Parametric Couplings in Engineered Quantum Systems

1- Engineering parametric couplings is an immensely powerful toolkit in many hardware platforms, ranging from the activation of two-qubit gates in superconducting quantum circuits with large on-off ration, to bridging the energy gap between low and high energy modes in quantum optomechanical systems. The manuscript gives a strong introduction into the basic principles of this field.
2- Parametric amplifiers are of utterly importance for the readout of quantum systems, not only in quantum information processing schemes but also in quantum sensing applications. Significantly improving the performance of established design concepts simply by applying additional microwave tones at the right frequencies and amplitudes will help to elevate this technology to become as standard as commercial high-electron-mobility (HEMT) amplifiers. The manuscript gives a complete overview on the current limitations of these amplifiers and how to overcome these shortcomings by introducing minimal changes to the operational mode.
3- In general, the manuscript is written very educationally
4- The presented ideas are new and very exciting for the field

1- The only "weakness" I found is a small lack in headlines, which would give the manuscript even more structure

The manuscript is very well written and meets the Journal's acceptance criteria. The discussed topic is new, exciting for the field, and will spark the creativity of scientists to develop the next generation of quantum-limited parametric amplifiers. In addition, combining different hardware platforms in a hybrid architecture to benefit from the strength of the individual systems becomes possible only if the energy gap between the subsystems can be bridged. Parametric modulation shows a clear way towards the successful implementation, and the manuscript gives an educational introduction into this field.

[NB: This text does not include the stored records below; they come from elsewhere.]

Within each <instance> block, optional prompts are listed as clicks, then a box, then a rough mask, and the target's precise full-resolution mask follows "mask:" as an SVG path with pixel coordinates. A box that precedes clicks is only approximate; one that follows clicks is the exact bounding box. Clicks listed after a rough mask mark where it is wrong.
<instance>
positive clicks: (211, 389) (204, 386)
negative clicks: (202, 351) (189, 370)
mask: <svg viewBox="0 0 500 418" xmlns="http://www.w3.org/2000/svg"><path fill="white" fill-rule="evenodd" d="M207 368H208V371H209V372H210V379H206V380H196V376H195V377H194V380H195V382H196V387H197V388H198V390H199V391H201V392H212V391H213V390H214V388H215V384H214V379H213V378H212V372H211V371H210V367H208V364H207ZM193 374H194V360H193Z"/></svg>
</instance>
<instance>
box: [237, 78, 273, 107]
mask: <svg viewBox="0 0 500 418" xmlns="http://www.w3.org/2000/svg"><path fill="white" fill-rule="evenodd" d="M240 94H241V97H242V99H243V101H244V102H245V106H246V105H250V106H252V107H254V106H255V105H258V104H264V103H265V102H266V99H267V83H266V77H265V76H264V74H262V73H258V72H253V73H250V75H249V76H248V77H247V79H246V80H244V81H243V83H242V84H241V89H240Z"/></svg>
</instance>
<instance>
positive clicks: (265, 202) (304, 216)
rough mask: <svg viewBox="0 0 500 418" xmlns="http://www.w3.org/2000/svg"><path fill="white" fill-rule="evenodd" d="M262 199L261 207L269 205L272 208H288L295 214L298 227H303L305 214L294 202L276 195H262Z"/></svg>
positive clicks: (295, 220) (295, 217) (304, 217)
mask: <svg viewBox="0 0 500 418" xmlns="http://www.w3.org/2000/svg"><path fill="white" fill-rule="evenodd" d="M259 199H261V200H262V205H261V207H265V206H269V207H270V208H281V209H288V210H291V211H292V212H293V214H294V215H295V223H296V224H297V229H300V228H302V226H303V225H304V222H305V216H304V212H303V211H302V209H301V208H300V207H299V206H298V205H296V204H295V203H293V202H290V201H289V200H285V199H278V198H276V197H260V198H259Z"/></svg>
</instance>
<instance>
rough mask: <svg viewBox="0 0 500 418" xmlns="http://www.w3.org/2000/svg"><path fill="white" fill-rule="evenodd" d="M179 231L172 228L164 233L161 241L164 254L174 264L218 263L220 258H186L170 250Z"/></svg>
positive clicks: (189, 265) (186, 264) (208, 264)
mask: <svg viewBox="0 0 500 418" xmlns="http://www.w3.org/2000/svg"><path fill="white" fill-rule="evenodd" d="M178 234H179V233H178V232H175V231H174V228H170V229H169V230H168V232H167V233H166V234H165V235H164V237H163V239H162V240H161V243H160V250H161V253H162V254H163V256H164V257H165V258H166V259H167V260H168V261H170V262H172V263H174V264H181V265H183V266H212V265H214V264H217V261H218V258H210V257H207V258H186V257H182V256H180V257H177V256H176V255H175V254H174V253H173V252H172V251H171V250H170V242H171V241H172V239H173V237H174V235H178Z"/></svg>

1- I would make the notation in the equations a bit more uniform. For instance, I would use "d1" and "d2" as the annihilation operators for the two linear modes throughout the whole manuscript. The same holds for the linear coupling rates, which I would label with "g" or "lambda", but not both in different sections.
2- I am suggesting to give the meaning behind the abbreviations "DA", "PA", and "DPA" in the main text.
3- I am suggesting to use round brackets to indicate the dependence of a system parameter on a variable like the drive frequency. Example: G(w) instead of G[w]. Since most regular brackets are also "[]", this choice significantly reduces the probability of confusion arising from the notation in my opinion.
4- I am suggesting to introduce some subsection headlines to give the manuscript a bit more structure. For instance, I would divide section 2 into three subsections:
a) Engineering coherent interactions
b) Dissipation engineering
c) Breaking the symmetry of reciprocity
I am suggesting a similar approach for section 3, since there are several different concepts introduced.
1) Beating the gain-bandwidth product
a) Phase-insensitive amplifiers
b) Phase-sensitive amplifiers
2) Nonreciprocal amplifiers
5- I am suggesting to introduce some concepts a bit earlier in the text. For example: The scattering matrix could be introduced earlier, to give a definition for the transmitted gain G(w) in the case of the phase-insensitive amplifier (Eq. 15)
6- In the same spirit, I am suggesting to use a more general treatment of concept from the beginning, including the relative phases and amplitudes of the individual subsystems 1 and 2 (or A and B). For instance, the Hamiltonian in Eq. 9 holds only for a particular choice of the relative phase and relative amplitude (phi = 0, eta = 1). Personally, I think it would not increase the complexity too much to account for these two additional parameters already from the start and use a notation similar to the definition given in Eq. 12.